Reuters reports that the cast of The Simpsons has finally negotiated with Fox for a record-breaking 20th season of the animated sitcom. Five of the six main actors will be making $400,000 per episode (more than Charlie Sheen, the highest-paid live-action sitcom star), and Homer himself, Dan Castelleneta, is being named a consulting producer. (Castelleneta has also written some episodes of the show in the past.) Harry Shearer, who has complained in the past about the diminishing roles for his characters, is still negotiating, but apparently showed up for the first official Season 20 table read (script go-through) on Monday. Although the deal is good for four years, The Simpsons has not yet been renewed past the 20th season- although if the quality of Season 20 is as good as Season 19 (one of the best in recent years) and the viewers keep watching, I wouldn’t be suprised if Homer and Co. will stay on our TVs for years to come. I retract a previous statement I made about putting the Springfieldianites to sleep- let The Simpsons go on until the show becomes unprofitable.
I’m Tory McClure and you might remember me from such television retrospectives as…
I wonder who gets the profits from merchandise. I read last year the Simpsons merchandise brought in about 2.5 billion dollars. I know that figure is probably more because of the movie, but if that money went into the pot of the people paying the salaries, you can see that is a small percentage of total income.

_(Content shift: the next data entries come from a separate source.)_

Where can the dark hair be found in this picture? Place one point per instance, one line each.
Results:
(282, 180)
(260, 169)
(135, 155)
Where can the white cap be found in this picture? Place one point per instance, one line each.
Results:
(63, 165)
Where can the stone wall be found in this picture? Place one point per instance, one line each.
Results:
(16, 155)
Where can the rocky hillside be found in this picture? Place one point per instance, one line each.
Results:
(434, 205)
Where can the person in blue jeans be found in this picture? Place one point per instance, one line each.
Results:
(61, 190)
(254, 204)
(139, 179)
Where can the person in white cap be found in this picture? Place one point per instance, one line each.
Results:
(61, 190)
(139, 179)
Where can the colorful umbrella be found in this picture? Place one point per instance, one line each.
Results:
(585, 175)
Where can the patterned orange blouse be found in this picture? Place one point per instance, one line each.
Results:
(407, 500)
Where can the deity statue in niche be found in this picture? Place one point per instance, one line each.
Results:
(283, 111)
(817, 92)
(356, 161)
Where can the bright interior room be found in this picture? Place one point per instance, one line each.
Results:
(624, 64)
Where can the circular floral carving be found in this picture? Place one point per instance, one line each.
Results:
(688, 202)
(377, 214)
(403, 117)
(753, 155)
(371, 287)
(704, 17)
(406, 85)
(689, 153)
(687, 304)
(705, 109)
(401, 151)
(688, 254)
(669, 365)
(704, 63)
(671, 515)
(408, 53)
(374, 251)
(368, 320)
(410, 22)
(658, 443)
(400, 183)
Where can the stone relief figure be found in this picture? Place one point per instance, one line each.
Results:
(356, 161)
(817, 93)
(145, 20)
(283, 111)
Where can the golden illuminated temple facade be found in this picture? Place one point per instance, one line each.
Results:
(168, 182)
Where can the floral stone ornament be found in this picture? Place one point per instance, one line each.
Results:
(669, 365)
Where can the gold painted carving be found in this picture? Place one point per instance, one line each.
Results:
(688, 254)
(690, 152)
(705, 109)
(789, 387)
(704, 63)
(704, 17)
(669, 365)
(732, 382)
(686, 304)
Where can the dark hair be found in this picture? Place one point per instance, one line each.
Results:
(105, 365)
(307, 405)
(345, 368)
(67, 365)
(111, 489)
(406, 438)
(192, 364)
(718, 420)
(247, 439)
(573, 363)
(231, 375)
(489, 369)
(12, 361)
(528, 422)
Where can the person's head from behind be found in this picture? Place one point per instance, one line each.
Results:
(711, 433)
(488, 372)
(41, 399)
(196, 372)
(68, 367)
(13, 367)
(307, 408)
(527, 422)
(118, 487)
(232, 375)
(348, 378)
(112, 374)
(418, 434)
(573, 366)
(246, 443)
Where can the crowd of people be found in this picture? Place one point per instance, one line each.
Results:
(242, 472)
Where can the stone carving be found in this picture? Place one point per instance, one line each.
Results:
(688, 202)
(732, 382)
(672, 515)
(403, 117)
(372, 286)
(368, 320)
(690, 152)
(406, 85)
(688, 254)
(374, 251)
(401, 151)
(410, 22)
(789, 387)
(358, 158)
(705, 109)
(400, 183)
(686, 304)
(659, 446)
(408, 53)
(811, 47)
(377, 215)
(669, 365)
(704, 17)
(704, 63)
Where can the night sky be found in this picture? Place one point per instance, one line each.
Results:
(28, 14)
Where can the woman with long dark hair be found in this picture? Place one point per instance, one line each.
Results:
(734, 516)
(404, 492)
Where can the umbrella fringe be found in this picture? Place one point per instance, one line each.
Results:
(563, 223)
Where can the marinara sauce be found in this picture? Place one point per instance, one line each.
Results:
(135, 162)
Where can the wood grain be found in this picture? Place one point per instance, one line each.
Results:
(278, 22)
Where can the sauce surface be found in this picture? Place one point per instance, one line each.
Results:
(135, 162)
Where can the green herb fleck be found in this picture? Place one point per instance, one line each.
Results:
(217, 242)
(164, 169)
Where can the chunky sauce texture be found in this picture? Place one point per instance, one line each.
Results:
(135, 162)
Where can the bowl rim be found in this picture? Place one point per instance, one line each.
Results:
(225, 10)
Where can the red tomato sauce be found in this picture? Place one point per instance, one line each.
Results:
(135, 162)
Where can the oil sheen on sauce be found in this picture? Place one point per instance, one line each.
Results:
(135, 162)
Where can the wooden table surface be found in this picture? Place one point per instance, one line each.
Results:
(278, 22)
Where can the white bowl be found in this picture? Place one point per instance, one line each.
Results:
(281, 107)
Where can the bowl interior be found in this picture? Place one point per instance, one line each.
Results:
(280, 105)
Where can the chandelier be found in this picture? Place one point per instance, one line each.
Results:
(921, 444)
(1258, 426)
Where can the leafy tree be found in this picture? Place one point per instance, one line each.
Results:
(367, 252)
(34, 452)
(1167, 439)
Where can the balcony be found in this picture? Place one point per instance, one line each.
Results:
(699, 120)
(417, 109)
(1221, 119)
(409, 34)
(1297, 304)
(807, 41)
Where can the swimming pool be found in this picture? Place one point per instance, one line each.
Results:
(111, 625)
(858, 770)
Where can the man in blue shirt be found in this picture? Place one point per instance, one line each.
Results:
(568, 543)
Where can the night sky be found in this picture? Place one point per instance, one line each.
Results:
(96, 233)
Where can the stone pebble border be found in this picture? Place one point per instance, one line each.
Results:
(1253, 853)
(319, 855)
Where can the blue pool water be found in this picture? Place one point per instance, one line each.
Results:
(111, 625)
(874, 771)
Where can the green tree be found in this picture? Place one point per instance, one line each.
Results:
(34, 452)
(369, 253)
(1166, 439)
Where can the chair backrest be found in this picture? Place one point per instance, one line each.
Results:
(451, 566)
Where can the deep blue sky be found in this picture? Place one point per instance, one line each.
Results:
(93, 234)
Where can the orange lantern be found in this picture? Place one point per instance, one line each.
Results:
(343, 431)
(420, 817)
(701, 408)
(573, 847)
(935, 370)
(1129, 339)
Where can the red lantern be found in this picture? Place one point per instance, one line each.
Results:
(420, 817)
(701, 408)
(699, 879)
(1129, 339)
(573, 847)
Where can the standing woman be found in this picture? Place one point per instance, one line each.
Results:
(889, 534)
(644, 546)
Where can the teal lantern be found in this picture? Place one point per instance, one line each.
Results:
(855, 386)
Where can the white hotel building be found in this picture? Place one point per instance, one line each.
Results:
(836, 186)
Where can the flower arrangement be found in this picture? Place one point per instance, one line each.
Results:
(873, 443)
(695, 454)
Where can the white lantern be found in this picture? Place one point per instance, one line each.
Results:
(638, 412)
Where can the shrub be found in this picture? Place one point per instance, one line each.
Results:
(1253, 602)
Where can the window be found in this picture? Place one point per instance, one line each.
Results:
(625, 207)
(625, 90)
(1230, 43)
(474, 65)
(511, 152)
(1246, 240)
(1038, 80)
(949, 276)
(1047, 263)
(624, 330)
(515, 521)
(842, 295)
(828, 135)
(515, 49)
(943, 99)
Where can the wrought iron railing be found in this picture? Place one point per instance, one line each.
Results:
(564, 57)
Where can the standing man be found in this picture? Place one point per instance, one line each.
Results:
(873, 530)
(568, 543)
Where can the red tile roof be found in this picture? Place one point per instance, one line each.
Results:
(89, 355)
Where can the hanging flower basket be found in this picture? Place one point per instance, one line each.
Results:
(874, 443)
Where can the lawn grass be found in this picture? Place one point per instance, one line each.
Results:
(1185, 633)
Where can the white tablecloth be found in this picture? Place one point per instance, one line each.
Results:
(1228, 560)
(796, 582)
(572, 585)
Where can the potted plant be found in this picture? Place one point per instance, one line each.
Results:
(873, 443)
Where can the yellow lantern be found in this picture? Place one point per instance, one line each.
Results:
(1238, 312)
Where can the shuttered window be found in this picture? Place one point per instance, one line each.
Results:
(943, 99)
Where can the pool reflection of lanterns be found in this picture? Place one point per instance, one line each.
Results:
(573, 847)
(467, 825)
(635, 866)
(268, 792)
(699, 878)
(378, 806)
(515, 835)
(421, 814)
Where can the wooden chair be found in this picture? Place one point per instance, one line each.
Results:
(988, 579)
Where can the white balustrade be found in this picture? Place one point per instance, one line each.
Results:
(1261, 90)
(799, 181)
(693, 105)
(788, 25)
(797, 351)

It’s stunning to me the Simpson’s are still popular enough to justify this level of expenditure.
Not nearly as objectionable as what the cast of Seinfeld or Friends made, IMO.
I’ve merged the two threads on this topic, just like that Halloween episode where robot Homer crushes Burns’ body and Burns has his head sown on to Homer’s body.
-Marley
who, if there was a language composed entirely of Simpsons analogies, would have majored in it in college
Oh, I hate having two threads!
Yeah, yeah, we know what you di-diddly-id.